Once inside, I prayed that it would start and it did, luckily…because the other day, the battery was dead. Map in hand I started out. We made it out of the village fine and continued on the very rough dirt road until we hit a paved road and a road block…Policemen were checking ID’s and handing out a couple of “wanted posters”. I handed the officer my Kansas driver’s license and hoped for the best. He kind of looked at it for a moment and then motioned for me to pull over to the side. He walked around the truck inspecting it. I could see in his face that he wasn’t quite sure where to start. He finally leaned into the passenger window and asked me where I was going. I said to PG and he contemplated that for a moment…probably accessing whether the truck would make it or not.
He then told me that I had a right headlight hanging from the truck and that I would need to fix that. I assured him that I would and he handed me back the ID. As we drove out of the block, I was cracking up with E. as we were going over all the things we could see wrong with the truck!
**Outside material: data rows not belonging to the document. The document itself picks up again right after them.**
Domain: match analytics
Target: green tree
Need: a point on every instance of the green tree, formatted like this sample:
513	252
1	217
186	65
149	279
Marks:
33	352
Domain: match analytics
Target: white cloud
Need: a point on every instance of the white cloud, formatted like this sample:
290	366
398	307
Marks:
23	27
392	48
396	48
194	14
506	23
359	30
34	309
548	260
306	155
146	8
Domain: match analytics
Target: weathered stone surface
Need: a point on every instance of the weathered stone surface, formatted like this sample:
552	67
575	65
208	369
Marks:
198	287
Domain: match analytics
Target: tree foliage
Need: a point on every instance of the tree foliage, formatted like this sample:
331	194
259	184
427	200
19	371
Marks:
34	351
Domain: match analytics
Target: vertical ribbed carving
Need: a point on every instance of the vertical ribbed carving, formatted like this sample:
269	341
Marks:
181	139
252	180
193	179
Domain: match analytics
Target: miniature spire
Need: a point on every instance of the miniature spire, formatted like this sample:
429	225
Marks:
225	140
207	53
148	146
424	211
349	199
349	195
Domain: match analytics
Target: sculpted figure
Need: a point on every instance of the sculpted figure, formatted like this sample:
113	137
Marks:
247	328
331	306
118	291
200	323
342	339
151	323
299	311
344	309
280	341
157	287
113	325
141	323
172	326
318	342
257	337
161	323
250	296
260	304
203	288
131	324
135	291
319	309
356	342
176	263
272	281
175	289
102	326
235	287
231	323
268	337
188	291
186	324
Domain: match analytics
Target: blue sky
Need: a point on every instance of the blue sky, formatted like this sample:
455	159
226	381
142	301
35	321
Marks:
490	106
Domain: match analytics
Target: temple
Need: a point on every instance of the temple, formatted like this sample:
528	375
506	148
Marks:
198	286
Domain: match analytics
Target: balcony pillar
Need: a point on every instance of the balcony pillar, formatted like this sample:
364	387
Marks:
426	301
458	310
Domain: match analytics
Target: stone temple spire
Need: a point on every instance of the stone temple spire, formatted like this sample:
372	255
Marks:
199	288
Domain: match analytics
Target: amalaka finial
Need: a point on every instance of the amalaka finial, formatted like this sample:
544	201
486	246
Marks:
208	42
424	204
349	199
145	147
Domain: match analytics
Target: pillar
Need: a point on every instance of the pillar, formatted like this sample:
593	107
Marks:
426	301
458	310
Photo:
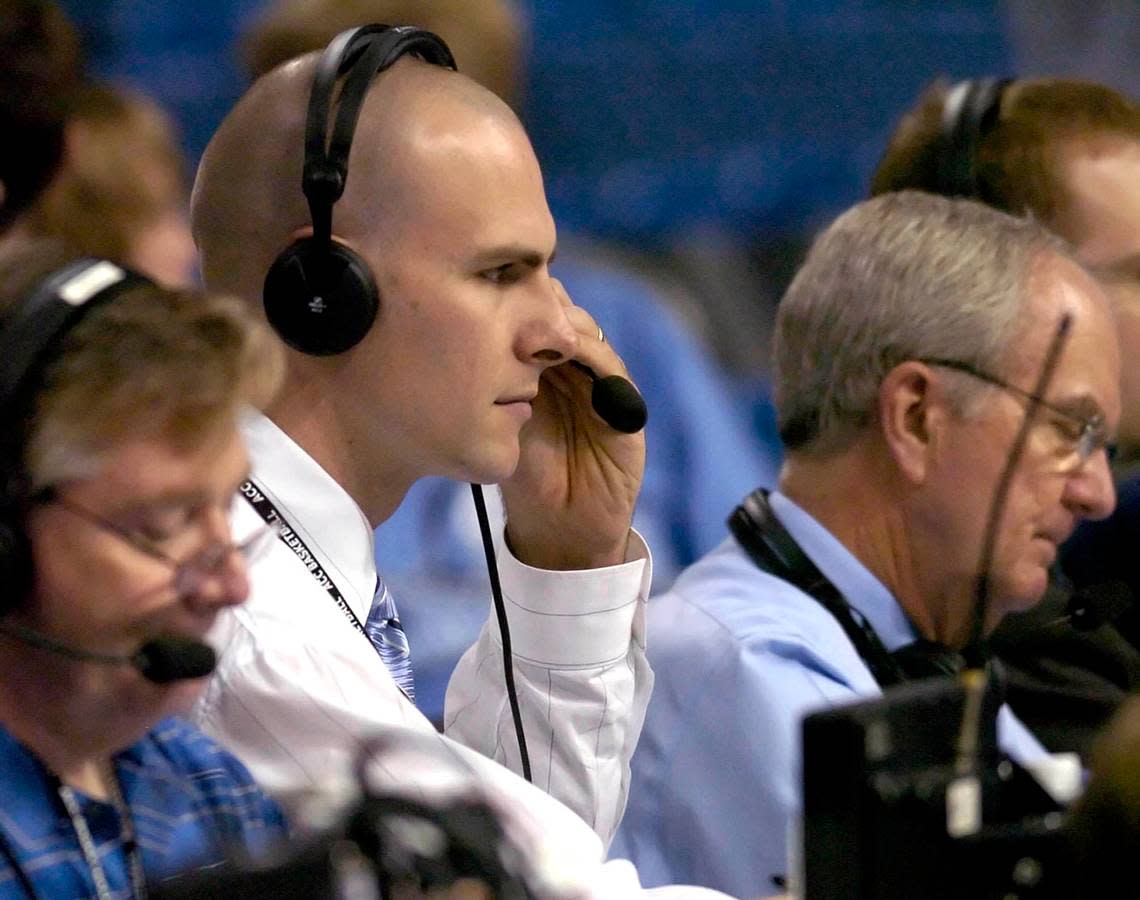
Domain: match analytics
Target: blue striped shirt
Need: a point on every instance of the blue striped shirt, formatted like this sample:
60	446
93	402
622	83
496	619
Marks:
192	804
As I approached the town, I pulled over in a driveway to look at the map and figure out which way to go. As I was sitting there a young boy came over to the truck holding something. I figured that he was trying to sell me something but he then held up a large headlight. He said “Miss, this is your light”. Dumbfounded, I said, “What? MY light?” which he replied, “Yes, Miss, your light was on the ground.” And he handed it to me. I started laughing and told him thank you over and over. He then trotted off. I tried to figure out where he came from, this little brown angel. It was just too perfect of timing…had the light fallen off on the road, had we not stopped at that moment, had he not come along just then, I would have arrived back at the ranch with one less light. I found which way to go with a renewed sense of a higher power leading me on.
At one stop at a store in town, I was told a couple time by passerby’s that “your tires soft” while pointing at the drivers side back tire. I was like yeah, I know, as the other day we had to fill it up also. After the next person pointed it out to me I decided to actually take a look at it. It was flat! I stopped the next car which was full of nuns and one of them told me how to get to the nearest gas station. As I got back into the truck a guy walked to the window and told me that my tire was soft. Restraining a sigh, I said that I knew it and was heading to the station to pump it up. He then said to back up into the driveway across from where I was parked because he has a shop and can air it for me. My second angel of the day.
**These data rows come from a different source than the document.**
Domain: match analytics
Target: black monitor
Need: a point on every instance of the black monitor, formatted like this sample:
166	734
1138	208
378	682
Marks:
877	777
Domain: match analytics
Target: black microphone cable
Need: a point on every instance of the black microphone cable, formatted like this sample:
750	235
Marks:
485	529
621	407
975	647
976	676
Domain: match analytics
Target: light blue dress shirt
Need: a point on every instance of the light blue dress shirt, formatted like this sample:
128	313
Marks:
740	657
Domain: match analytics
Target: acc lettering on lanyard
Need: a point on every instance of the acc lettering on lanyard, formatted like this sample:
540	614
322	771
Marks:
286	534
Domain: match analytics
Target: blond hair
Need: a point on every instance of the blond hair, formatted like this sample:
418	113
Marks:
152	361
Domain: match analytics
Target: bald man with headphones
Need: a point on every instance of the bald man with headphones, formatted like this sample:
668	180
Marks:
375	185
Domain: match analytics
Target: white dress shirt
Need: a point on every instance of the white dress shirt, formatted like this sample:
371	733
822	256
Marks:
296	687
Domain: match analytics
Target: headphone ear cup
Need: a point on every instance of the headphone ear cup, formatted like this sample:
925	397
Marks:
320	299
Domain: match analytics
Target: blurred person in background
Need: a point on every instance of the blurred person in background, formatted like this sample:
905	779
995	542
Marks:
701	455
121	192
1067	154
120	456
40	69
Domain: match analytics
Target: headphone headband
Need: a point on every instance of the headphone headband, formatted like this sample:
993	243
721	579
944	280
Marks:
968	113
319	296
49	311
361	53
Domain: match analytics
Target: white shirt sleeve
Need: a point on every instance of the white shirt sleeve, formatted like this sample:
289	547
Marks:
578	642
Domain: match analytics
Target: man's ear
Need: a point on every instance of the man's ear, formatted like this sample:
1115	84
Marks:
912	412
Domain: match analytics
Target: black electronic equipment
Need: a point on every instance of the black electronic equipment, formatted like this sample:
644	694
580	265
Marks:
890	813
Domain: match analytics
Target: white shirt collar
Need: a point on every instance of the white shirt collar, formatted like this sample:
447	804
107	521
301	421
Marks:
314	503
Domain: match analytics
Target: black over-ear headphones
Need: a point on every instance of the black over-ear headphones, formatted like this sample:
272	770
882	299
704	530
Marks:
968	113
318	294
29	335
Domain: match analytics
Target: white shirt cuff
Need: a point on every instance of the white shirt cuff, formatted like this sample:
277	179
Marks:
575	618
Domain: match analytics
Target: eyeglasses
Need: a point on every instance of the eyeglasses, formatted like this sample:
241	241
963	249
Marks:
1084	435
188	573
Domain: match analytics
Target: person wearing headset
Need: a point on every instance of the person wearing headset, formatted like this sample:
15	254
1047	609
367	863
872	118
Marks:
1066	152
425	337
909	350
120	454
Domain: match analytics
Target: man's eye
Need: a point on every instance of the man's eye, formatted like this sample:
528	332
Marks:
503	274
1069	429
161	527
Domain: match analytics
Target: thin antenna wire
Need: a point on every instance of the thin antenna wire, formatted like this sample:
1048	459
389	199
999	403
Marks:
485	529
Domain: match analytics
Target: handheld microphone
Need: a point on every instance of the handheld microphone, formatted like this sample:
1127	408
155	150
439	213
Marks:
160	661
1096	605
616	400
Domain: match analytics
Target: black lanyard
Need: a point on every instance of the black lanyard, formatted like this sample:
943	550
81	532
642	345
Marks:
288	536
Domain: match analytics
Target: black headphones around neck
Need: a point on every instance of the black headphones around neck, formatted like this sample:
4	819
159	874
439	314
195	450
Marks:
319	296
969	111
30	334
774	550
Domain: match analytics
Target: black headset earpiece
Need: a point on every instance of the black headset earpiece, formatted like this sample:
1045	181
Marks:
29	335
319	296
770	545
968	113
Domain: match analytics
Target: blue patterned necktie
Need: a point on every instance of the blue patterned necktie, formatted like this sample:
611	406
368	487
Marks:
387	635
It was funny as 3 burley fix-it guys watched the smaller guy air it up with a small compressor. After 5 minutes of filling it up, I stood next to one of the guys and with my arms crossed I nodded with my head towards the tire and said “think it will make it back to Columbia?” He told me that there was air available at the dump which I would pass on my way back to the village. I took that as a no. With a full tire, we headed to the vegetarian restaurant in town and ran into (by chance?) the karate teacher. He was on my list of people to talk to regarding lessons for the girls. As we talked I told him about the tire and he suggested going to Pedro’s to get it fixed. As he was giving me directions E. piped up and said she knew where it was because they got their dog Belaya from Pedro’s.
Tofu tortillas in hand, we headed down the road to Pedro’s. We got there and while Pedro gave his grandsons a lesson in tire repair we munched on the 25 cent choco-bananas; a completely delicious chocolate covered frozen banana. After paying Pedro a whopping 5$ for the tire repair we were back on our way. I parked along the beach so we could kill time in a coffee shop. I shut the driver door and then remembered that I didn’t have my bag. I grabbed the handle and pulled….pulling the handle completely off the truck. As I regained my balance (barely escaping falling down a small hill into the water below) I stood there and became lost in a hysterical sort of laugh. As my 7 year old passenger joined in my laughter she said between breaths, “Mom is not going to let you drive here truck anymore.” I wiped away my tears of laughter and we proceeded into the shop because I really needed a cup of coffee at that point!
After our truck adventure we arrived safely back with no more mishaps and after much laughter, I was informed that my driving privileges will not be revoked.